Given the extremely high standard of the developerWorks articles I’m going to be keeping an eye on this. I’m always on the lookout for new ways to make Drupal jump through hoops.
Update: The second part of the series has been published, focusing on designing for an effective user experience.
Update: Here’s an overview page linking to all 5 articles.
Drupal 4.6.1 upgrade done, spam filters in place, comments open. Let the fun begin.
Bit different round here isn’t it?
This is what’s happening. The site has been upgraded to Drupal 4.5.2 (really nice release), and I’ve also taken the time to start on a new theme, hence the whiteness. I’ve taken it right back to basics and I’ll be adding in more as I work out what direction I want to take it.
I actually quite like this minimalist look, but I do need to sort out links and headers. The navigation isn’t too clear right now.
I’ve also killed all the content that’s isn’t blog related for the time being. Until I get the architecture and main navigation nailed, photos are now over at Flickr and everything else will be coming back shortly.
New Features in 4.5 include:
- Tab based user interface
- Configurable menus
- Multiple roles per user
- Document/image uploads
- Node-level permissions
- Improved locale support
- Anonymous comments
- Theme system improvements
- Customizable user profiles
- Usability improvements
- Configurable input formats
- Performance improvements
Polytechnic will get upgraded when I find the time. Not likely to happen soon though, client work pays the bills (actually, my employer does, but you know what I mean).
Like the title says, Drupal 4.4.0 has been released. Lots of new features and improvements in the areas of usability and accessibility. See the announcement for full details.
I’m eager to upgrade, but I’ve encountered some problems with the current polytechnic theme. It’s based on an old 4.2 theme called stylebox by Curtis Nelson, and the improvements to Drupal in the theme system don’t play too well with my current setup (ie: it’s borked).
I’ve been meaning to update the theme to the xtemplate system (specifically a variant on Pushbutton) so I’m holding off on the upgrade until I can get that sorted out.
In related news the Drupal 4.5 battle plan is worth a read. ACLs and improved image handling… woo!
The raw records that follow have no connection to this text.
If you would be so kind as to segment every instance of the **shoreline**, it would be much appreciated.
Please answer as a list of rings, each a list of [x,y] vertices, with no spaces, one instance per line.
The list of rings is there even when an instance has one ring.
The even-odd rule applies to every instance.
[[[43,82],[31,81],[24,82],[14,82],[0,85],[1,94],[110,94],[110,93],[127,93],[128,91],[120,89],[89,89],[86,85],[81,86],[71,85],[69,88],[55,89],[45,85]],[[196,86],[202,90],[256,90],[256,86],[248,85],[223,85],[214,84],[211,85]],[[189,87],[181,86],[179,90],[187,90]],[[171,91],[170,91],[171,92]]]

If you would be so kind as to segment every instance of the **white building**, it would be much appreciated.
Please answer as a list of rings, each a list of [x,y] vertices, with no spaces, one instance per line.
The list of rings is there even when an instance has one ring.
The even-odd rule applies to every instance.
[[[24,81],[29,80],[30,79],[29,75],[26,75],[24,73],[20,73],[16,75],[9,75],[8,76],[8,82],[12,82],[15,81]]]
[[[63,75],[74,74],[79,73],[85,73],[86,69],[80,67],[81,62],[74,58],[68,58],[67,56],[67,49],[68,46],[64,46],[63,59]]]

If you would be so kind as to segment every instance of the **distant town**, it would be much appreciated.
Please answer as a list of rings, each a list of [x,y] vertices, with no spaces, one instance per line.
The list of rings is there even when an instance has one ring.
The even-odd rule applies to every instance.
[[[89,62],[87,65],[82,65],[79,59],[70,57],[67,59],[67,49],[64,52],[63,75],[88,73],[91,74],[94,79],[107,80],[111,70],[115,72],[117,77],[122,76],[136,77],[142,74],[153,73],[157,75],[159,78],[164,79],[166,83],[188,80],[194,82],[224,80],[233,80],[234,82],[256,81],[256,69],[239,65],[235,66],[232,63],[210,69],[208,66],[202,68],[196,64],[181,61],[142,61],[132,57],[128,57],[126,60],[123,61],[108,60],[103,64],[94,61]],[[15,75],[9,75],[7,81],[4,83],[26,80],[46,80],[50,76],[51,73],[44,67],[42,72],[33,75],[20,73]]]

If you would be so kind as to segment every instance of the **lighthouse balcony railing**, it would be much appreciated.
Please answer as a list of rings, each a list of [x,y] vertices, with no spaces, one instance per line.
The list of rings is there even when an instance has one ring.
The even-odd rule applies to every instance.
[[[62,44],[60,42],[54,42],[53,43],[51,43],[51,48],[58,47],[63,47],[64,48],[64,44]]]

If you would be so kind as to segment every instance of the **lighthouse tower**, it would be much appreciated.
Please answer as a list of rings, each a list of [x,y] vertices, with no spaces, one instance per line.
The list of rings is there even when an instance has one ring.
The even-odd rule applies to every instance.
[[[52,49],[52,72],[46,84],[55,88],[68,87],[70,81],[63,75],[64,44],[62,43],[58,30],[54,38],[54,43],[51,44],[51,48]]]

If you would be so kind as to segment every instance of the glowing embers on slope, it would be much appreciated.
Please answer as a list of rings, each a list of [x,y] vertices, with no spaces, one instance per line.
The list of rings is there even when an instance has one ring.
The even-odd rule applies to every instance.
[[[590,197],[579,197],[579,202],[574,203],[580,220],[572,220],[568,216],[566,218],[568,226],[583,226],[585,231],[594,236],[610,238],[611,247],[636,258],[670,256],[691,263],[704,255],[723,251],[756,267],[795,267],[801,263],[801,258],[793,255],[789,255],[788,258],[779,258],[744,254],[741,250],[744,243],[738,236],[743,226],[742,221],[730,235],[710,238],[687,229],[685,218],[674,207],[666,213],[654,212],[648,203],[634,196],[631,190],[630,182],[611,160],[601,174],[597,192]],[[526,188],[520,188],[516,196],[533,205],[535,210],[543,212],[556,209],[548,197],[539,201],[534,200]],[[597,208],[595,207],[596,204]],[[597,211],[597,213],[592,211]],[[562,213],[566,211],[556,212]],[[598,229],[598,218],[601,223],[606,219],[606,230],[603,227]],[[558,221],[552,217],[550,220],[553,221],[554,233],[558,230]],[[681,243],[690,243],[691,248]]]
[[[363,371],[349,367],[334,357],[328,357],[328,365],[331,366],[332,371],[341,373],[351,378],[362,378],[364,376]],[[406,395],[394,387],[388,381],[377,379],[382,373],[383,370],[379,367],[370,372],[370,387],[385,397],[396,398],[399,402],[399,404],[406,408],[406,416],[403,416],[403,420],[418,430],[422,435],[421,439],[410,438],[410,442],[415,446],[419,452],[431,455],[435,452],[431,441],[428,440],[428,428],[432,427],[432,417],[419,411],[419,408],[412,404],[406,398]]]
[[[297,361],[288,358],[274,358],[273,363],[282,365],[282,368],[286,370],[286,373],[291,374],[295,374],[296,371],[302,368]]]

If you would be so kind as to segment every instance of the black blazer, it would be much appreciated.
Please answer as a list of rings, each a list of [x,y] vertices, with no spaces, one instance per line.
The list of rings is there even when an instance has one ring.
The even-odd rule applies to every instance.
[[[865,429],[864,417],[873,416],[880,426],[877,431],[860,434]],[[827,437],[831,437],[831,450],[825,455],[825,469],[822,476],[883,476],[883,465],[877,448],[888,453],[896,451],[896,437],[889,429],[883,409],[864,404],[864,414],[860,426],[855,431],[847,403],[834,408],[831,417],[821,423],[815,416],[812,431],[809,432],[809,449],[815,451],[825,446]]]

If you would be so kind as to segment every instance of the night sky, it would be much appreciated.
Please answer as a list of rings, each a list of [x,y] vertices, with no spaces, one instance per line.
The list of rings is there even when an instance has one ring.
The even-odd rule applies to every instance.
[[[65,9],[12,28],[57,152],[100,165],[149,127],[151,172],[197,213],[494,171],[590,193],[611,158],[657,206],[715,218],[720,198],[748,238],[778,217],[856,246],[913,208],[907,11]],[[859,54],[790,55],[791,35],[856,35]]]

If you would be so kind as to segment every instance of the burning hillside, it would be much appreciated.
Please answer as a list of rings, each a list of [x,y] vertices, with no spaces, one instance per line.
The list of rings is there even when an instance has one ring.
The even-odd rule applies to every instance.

Just upgraded to drupal 4.3.1. Nothing major has changed, just a few minor bug fixes. See the article for full details.
So while I was away they decided to release drupal 4.3. What swines!
Anyway, we’re now on 4.3 and it’s running like a charm. I had a few minor issues with the database upgrade, but nothing nasty and probably more due to me dicking around with some stuff during the 4.2 cycle.
Intergrated admin menus++ (hence the slight reordering of blocks).